Personalized Medicine is Tomorrow’s Health Care
Pharmacogenomic testing opens the possibility of a tailored mix of medicines.
Personalized Medicine is Tomorrow’s Health Care
Pharmacogenomic testing opens the possibility of a tailored mix of medicines.
Each person’s body metabolizes medicines differently, depending in large part on genetic makeup. Pharmacogenomics, which focuses on the relationship between double helixes and drugs, “is basically the study of how genes predict things that are going to happen,” said nurse anesthetist J. Dru Riddle.
Genetic predictions revealed by pharmacogenomic testing are crucial in anesthesia, where responsiveness to strong soporific and analgesic medicines can alter surgical recovery time or even prevent opioid addiction.
The science explaining how drugs and genes interact is solid, said Riddle, assistant professor of professional practice in the Harris School of Nurse Anesthesia, “but there’s not a lot of uptake of that science on the clinical side of things.”
Do nurse anesthetists understand pharmacogenomics’ potential for delivering optimal doses of pre- and postsurgical drugs, tailored for an individual’s genetic signature? Since no one had done a comprehensive analysis of professional attitudes in the field, Riddle designed a survey to gauge knowledge and assumptions about pharmacogenomics.

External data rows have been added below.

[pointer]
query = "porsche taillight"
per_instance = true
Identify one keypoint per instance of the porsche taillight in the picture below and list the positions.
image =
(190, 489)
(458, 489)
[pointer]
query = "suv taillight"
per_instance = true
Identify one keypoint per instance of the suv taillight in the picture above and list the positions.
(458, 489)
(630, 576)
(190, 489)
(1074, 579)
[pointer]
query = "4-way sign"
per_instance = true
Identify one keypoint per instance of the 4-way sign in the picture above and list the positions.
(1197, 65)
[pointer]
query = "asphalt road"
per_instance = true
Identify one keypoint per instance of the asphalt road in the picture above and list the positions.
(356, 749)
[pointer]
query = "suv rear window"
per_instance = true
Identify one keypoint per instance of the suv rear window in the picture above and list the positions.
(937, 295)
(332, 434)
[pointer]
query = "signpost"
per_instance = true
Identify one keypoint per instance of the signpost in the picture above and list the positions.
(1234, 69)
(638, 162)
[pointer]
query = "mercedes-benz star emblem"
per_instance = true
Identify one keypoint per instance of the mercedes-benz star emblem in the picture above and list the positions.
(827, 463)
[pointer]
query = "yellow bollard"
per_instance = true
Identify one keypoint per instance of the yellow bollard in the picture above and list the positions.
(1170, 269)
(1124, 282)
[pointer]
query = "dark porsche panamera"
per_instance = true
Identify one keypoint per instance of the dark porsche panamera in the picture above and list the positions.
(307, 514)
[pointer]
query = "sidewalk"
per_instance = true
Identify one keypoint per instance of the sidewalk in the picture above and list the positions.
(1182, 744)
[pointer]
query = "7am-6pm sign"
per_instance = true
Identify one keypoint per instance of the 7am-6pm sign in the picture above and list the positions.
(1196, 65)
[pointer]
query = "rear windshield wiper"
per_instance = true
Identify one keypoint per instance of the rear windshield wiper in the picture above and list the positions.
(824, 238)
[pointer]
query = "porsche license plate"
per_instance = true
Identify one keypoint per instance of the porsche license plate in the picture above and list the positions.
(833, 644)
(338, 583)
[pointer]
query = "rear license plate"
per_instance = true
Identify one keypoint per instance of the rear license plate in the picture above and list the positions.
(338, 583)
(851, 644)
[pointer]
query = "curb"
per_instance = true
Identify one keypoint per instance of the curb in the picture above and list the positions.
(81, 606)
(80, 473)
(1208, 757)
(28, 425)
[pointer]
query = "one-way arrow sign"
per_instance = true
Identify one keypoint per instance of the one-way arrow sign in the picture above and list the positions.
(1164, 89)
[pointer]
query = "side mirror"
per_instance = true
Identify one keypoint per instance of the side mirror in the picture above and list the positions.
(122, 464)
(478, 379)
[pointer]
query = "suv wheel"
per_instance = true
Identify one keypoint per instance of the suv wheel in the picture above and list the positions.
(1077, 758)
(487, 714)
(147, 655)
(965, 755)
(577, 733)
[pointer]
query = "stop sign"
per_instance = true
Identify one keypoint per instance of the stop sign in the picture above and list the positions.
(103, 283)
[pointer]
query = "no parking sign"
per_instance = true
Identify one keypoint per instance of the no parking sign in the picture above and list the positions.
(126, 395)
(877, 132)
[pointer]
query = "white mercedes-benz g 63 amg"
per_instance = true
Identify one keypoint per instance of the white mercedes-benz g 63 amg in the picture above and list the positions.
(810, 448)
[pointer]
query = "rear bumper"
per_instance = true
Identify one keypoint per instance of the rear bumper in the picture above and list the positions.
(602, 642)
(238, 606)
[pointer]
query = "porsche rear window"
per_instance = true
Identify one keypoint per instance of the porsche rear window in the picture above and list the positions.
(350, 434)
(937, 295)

To guide survey development, Riddle arranged interviews with nine nurse anesthetists and one anesthesiologist in North Texas. He said the respondents, on the whole, reported not using the testing. Some of the medical professionals didn’t have access to laboratories capable of analyzing personal genomes in a drug-based context. Others overestimated the cost of testing, which runs a few hundred dollars on average.
Riddle distilled their explanations for not embracing the technology into seven key themes, including ethical concerns and confusion over how to make use of the data. He then translated those themes into a 14-question survey that he distributed to 6,000 certified registered nurse anesthetists in a national database.
The survey results, published in the journal Pharmacogenomics, reiterated much of what the original respondents said: Medical professionals need additional training on how to understand pharmacogenomic test results and how to apply them in clinical practice.
“People were very interested in trying to figure out how to actually use [pharmacogenomics],” said Riddle, who also directs the Center for Translational Research at TCU.
The School of Nurse Anesthesia is applying Riddle’s research findings in its curriculum so future practitioners will have pharmacogenomic knowledge when they acquire prescriptive power. “We’re starting in the classroom now because it’s much easier to introduce it into practice than to change practice,” Riddle said. “If it’s not scary, people will get it.”
TCU’s Harris College of Nursing & Health Sciences also covers the basics of pharmacogenomics in the undergraduate nursing curriculum, said Kathy Baker, associate professor of nursing who advised Riddle on the study design.
“It’s very foundational, but at least it’s not foreign to them,” she said. “Hopefully as they enter into their focused practice areas, they’ll begin to at least pay attention to the pharmacogenomics specific to their area of practice.”
By covering the new approach to pharmacology, Harris College is helping students get an early handle on tomorrow’s health care routines, when personalized medicine will be the norm, Riddle said. “I would say certainly within the foreseeable near future, so in five to 10 years perhaps, we will see pharmacogenomic testing used almost always in every patient.”